Another technique used is to make a full-thickness horizontal incision at the level of the flat commissure, extending it to the point corresponding to the position of the normal contralateral commissure. The mucosa is then advanced, using a rhomboid flap, to each side of the incision to restore the vermilion surface. Its disadvantage is that it can cause oral incontinence.

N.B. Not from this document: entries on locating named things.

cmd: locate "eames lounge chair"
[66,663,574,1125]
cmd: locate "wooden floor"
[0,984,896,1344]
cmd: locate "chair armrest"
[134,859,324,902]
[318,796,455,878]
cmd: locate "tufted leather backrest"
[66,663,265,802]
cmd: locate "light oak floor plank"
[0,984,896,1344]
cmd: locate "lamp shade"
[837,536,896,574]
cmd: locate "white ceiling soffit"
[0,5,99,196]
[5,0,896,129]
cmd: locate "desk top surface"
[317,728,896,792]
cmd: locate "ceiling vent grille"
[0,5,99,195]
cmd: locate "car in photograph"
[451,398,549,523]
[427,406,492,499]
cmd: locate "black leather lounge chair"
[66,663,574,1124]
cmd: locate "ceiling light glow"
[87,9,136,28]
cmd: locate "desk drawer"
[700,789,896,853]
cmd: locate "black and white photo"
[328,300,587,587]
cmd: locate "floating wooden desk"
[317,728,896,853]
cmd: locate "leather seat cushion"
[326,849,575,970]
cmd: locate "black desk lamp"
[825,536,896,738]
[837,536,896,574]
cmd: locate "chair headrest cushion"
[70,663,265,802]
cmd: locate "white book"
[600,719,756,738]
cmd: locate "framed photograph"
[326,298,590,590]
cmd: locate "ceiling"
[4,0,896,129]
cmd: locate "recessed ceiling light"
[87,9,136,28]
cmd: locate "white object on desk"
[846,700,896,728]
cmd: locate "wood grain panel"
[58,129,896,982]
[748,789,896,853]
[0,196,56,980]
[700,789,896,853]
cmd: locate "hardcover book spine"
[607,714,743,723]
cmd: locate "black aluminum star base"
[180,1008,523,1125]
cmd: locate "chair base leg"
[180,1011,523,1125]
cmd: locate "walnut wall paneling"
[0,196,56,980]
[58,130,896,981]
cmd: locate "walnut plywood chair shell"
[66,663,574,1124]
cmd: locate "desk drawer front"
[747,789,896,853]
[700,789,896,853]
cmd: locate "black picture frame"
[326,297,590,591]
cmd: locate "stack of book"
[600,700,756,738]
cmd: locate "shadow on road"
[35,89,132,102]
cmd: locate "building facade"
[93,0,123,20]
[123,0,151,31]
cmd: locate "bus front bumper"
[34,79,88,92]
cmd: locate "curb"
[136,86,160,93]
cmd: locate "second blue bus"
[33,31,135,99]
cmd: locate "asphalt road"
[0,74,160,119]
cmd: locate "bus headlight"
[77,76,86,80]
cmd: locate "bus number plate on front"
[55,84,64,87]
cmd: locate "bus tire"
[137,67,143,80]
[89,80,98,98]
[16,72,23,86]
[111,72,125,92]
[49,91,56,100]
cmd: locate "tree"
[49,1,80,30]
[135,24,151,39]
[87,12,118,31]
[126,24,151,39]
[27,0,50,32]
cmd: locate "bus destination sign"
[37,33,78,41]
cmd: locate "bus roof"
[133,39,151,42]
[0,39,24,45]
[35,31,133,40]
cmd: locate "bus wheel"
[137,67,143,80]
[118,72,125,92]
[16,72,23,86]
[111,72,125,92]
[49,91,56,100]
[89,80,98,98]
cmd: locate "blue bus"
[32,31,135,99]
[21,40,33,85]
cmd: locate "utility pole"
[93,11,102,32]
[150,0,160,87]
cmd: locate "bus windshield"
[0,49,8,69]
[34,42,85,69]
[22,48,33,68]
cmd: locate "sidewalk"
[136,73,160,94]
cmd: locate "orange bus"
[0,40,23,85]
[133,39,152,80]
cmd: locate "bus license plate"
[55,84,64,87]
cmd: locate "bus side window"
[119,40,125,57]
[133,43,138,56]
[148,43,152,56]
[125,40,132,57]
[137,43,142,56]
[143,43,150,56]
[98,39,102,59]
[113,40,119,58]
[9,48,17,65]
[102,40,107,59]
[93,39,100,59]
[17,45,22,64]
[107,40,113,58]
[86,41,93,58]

An alternative method of commissuroplasty is the use of small flaps of vermilion and orbicularis muscle. A triangle of skin and subcutaneous tissue is excised medially at the flat commissure. The apex of the triangle extends to the point of the new commissure. A small vermilion flap is created from one lip and pedunculated on the opposite lip. Then a horizontal incision is made through the muscle tissue to the point of the new commissure. The vermilion flap is advanced to this point from the new commissure. Another small flap created from the lip mucosa serves as a donor for the vermilion flap. The mucous flap is advanced over the free edge to restore the vermilion of the donor lip [4]. In our own series, 3 commissuroplasties were included, one with the Esländer modification and 2 with mucosa flap techniques, one of them with a rhomboid. One suffered a dehiscence, which closed for a second intention, without sequelae. All three with excellent aesthetic and functional results.

Conclusions

There are multiple reconstructive tools in the lip. Simple closures and local flaps with residual lip can be used for minor defects. Major defects can be reconstructed with cheek flaps, but although they achieve satisfactory aesthetic results, they cannot restore the complex functions of the lip. The number of patients in the sample presented is still small, satisfactory results, both functional and aesthetic, have been obtained in the reconstructions of large lip defects, with the radial microsurgical flap using the palmar longus tendon as a tension harness, achieving continence. oral and adequate suspension, which allows the patient to rejoin his social, family and work life without difficulties, for which this surgical technique is highly recommended. The choice of one or the other flap will depend on each patient, age, risk factors and the choice and experience of each surgeon.